Activist energy is in the air in Chicago, with NATO still fresh, and Jeanne Cordova’s appearance at Women and Children First coming up on Friday, June 1. Cordova is a lesbian feminist activist, and founder and former publisher of The Lesbian Tide, a nationally distributed magazine that gave voice to the feminist lesbian population in the 1970s. In the wake of the Stonewall Riots, Cordova identified with and wrote for the fledgling community, helping to unify through information. Cordova will appear in the Andersonville shop to discuss her new memoir, When We Were Outlaws: A Memoir of Love & Revolution, in conversation with her friend Achy Obejas, Chicagoan, writer, and feminist.
The book details Cordova’s experience as an activist, grappling with issues in her personal and political lives simultaneously. Straddling lines of LGBT activism, feminist lesbian activism, and her involvement in the New Left, the story is rich in history and personal connection. The narrative depicts Cordova’s determination to put the movement before issues in her love life.
“The Lesbian Tide was one of the very first news magazines that covered the lesbian and gay movement and represented a perspective that was radical,” said co-owner of Women and Children First Ann Christophersen. “It was just after Stonewall when there was political foment—the movement was still in creation prior to this—and things coalesced around Stonewall. It became a movement.”
Obejas (Ruins, Days of Awe, and much more) is a two-time Lambda Award-winning novelist and Pulitzer Prize-winning journalist whose life, professionally and personally, has paralleled Cordova’s in many ways.

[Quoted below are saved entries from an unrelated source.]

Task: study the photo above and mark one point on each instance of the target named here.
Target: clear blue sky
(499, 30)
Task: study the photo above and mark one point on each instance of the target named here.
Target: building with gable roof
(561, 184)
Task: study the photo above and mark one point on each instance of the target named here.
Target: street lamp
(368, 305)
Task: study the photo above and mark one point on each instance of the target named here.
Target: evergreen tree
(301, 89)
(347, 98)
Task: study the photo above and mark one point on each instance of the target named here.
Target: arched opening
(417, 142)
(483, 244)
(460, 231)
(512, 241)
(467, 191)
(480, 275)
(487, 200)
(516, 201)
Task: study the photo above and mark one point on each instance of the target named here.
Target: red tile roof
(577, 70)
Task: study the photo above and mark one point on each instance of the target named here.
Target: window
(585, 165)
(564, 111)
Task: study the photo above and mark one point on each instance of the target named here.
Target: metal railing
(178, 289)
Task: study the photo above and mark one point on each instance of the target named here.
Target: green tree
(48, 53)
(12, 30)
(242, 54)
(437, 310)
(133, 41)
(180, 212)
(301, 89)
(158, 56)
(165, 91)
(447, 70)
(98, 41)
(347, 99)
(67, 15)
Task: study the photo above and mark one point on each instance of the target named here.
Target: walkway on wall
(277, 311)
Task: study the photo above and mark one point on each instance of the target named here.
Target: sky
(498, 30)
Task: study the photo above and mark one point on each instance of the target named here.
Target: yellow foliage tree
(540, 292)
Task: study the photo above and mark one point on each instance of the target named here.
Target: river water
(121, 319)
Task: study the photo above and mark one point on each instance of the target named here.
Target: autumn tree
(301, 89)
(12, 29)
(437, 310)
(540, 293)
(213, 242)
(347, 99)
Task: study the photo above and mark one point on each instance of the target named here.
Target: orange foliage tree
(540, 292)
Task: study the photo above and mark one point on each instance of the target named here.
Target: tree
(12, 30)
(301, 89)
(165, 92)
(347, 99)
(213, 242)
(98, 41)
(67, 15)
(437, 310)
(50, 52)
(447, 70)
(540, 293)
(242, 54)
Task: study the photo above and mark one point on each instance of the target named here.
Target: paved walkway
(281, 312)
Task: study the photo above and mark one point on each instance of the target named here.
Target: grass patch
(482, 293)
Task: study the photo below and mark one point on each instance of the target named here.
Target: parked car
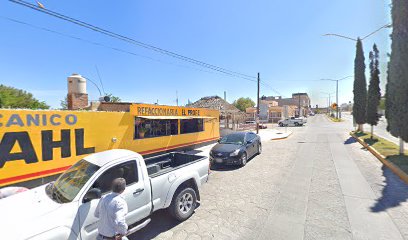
(236, 148)
(64, 209)
(292, 122)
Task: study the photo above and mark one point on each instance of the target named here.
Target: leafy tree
(64, 103)
(397, 85)
(374, 92)
(243, 103)
(382, 104)
(17, 98)
(360, 87)
(113, 98)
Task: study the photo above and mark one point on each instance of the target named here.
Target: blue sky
(280, 39)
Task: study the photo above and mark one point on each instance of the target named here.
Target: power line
(114, 48)
(132, 41)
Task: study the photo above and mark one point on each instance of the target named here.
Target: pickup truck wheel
(183, 204)
(244, 159)
(259, 148)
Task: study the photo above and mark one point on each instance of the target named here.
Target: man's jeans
(99, 237)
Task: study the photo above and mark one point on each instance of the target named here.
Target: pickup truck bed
(169, 162)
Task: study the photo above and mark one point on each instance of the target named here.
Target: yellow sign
(35, 144)
(157, 110)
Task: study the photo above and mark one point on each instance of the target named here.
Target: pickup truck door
(136, 194)
(250, 138)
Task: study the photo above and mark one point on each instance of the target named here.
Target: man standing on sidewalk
(111, 211)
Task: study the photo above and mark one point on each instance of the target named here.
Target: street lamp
(337, 91)
(355, 40)
(329, 102)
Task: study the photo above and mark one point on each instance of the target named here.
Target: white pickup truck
(292, 122)
(64, 209)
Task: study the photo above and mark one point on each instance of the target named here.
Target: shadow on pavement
(350, 140)
(394, 192)
(161, 222)
(195, 151)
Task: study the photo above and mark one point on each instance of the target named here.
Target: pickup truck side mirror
(93, 193)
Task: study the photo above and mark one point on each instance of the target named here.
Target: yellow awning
(176, 117)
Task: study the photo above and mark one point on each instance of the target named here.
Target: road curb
(281, 138)
(395, 169)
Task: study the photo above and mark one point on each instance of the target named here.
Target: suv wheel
(244, 159)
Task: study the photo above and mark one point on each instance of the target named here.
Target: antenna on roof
(100, 80)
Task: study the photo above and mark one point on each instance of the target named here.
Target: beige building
(273, 109)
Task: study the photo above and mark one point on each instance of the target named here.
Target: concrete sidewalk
(327, 196)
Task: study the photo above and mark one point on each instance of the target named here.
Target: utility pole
(257, 106)
(299, 104)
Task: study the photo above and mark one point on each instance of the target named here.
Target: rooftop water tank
(76, 84)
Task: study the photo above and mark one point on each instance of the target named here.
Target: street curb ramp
(395, 169)
(281, 138)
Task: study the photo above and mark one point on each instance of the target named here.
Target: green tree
(64, 103)
(382, 104)
(17, 98)
(397, 84)
(243, 103)
(374, 92)
(360, 87)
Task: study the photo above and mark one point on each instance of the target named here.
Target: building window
(276, 114)
(191, 125)
(127, 170)
(149, 128)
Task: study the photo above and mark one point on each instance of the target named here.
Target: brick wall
(114, 107)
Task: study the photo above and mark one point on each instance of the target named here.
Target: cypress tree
(360, 87)
(397, 85)
(374, 92)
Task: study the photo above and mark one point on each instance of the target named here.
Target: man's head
(118, 185)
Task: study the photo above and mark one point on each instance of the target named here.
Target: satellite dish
(106, 99)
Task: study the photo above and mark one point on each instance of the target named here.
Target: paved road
(318, 184)
(379, 130)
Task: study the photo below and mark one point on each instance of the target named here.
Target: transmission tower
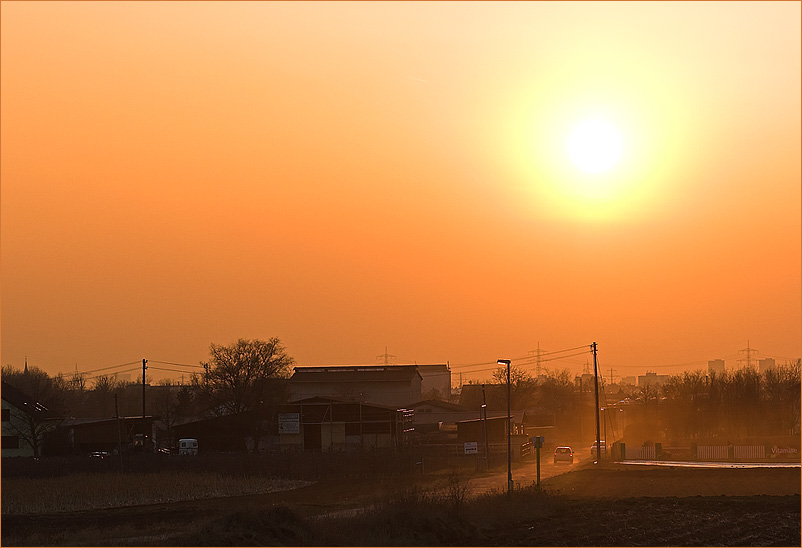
(386, 356)
(537, 354)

“Achy is very smart, and she’s been deeply involved with these issues herself since the 70s,” Christophersen said. “She’s a brilliant journalist. I think that the conversation between Achy and Jeanne will be very interesting. Having lived through and been a very active participant in the early years of the movement—I’d be interested to engage [Cordova] on her perspectives now with issues that seem to dominate the feminist movement.”
Cordova’s affiliations with groups like The Weather Underground and the New Left make her story uniquely significant. Cordova was also associated with Angela Davis (Women, Race, and Class  and Are Prisons Obsolete? ), a member of the Black Panther Party and a force during the Civil Rights Movement particularly in matters related to the treatment of Black people in prison. Giving voice to these past struggles, still relevant today, through vibrant conversation is crucial to the store’s mission.

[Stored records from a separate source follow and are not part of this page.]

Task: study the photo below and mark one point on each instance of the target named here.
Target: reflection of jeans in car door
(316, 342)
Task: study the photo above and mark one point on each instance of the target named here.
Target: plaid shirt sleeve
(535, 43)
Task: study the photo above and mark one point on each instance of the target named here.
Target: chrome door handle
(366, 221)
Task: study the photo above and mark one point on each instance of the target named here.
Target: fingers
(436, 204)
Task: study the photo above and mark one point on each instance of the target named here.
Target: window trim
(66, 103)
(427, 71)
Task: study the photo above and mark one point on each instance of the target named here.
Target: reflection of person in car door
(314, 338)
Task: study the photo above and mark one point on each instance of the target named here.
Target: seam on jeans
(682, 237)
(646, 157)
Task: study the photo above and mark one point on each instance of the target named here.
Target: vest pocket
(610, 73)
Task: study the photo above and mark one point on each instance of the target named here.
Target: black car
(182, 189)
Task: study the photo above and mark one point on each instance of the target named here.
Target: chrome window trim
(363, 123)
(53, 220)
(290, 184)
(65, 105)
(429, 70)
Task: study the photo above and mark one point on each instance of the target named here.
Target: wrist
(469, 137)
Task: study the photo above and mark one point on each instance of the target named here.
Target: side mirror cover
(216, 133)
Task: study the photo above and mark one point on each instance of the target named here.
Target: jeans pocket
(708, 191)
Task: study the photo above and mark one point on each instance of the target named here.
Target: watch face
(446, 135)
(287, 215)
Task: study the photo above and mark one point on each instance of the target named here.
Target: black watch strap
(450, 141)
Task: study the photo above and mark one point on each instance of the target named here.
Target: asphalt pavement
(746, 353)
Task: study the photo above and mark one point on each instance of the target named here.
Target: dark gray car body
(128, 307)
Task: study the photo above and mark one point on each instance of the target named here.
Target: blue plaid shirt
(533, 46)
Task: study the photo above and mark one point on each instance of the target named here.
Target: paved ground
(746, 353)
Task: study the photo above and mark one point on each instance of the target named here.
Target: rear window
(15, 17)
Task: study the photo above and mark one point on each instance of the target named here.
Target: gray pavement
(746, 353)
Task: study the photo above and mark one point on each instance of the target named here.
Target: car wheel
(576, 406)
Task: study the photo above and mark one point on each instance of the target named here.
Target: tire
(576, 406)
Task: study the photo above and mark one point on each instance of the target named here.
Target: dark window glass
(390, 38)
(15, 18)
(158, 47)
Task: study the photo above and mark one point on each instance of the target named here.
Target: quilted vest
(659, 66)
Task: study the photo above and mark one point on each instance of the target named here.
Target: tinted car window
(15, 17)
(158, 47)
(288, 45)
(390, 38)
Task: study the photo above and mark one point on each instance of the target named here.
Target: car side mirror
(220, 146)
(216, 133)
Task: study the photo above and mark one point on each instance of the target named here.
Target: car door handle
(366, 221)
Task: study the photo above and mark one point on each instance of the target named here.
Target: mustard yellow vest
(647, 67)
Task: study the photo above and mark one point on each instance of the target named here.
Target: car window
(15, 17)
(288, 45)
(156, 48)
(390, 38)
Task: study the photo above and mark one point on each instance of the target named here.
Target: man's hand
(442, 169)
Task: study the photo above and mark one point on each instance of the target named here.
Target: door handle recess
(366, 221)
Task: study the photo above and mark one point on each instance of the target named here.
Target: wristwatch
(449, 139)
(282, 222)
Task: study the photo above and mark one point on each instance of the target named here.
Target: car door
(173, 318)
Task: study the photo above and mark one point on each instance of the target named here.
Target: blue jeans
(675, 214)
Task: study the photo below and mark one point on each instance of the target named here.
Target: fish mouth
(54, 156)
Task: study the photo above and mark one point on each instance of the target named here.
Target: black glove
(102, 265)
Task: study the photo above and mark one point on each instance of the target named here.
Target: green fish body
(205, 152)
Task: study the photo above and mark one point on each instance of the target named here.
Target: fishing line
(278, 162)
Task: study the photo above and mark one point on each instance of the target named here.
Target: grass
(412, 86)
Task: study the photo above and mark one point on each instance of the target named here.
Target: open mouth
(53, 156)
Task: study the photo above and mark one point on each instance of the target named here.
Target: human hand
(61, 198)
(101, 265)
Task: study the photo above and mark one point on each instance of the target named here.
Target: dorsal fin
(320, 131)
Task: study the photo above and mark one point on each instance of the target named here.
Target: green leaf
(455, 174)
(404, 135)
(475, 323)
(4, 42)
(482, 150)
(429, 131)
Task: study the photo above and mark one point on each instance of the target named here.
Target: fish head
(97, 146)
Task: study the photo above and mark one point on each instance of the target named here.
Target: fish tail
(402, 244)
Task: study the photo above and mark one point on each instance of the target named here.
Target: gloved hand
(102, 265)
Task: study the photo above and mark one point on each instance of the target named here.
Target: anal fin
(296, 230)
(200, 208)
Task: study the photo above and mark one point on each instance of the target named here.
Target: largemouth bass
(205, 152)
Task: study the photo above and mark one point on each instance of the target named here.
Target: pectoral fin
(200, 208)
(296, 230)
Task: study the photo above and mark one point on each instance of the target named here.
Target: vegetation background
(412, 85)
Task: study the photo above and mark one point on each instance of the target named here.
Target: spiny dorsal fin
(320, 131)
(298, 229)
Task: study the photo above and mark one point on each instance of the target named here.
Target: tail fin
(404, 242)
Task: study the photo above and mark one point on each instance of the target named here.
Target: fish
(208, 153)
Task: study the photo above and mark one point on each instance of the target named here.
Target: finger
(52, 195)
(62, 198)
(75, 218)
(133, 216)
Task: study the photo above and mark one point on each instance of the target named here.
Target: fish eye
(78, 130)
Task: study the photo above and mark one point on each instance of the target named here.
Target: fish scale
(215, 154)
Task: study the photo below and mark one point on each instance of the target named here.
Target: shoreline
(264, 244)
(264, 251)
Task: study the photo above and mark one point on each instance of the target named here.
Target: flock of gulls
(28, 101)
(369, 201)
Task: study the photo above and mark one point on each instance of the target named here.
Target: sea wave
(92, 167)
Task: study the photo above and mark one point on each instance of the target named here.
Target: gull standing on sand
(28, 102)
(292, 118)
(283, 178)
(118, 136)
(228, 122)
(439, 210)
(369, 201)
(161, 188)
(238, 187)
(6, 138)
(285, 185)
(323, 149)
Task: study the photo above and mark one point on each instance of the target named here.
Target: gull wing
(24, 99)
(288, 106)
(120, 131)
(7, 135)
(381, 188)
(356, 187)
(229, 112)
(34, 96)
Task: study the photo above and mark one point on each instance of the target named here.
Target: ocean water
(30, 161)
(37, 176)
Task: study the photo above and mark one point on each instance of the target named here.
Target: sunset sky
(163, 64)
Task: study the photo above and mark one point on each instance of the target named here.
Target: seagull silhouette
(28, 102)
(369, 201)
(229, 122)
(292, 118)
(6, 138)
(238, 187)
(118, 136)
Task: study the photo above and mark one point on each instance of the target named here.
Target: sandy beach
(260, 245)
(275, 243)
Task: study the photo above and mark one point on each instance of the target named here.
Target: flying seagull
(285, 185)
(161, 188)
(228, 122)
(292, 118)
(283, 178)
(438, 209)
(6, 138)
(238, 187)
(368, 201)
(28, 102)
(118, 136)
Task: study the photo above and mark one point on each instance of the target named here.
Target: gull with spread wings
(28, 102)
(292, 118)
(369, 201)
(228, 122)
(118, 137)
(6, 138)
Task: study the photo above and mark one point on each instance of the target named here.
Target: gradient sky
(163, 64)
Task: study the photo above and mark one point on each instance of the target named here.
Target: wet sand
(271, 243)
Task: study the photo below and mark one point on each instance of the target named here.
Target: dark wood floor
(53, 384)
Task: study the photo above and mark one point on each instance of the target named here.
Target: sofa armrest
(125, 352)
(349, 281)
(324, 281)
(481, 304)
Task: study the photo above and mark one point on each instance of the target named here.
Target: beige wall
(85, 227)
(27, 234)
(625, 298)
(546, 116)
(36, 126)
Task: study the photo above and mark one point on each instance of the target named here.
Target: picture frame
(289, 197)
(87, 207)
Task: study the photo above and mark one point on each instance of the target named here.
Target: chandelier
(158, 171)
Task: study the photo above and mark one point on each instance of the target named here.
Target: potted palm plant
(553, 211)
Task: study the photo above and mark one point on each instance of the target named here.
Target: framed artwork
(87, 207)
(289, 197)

“One of the reasons we’re quick to host a program like this is because even recent history is quickly lost unless we make a point of putting it in front of people who didn’t live through it or have immediate contact with it,” Christophersen said. “They’ve lived in the results and have the new version of it, but the radical lesbian feminist movement and gay and lesbian movement have roots, and knowing what those roots are and what it was like is very important.”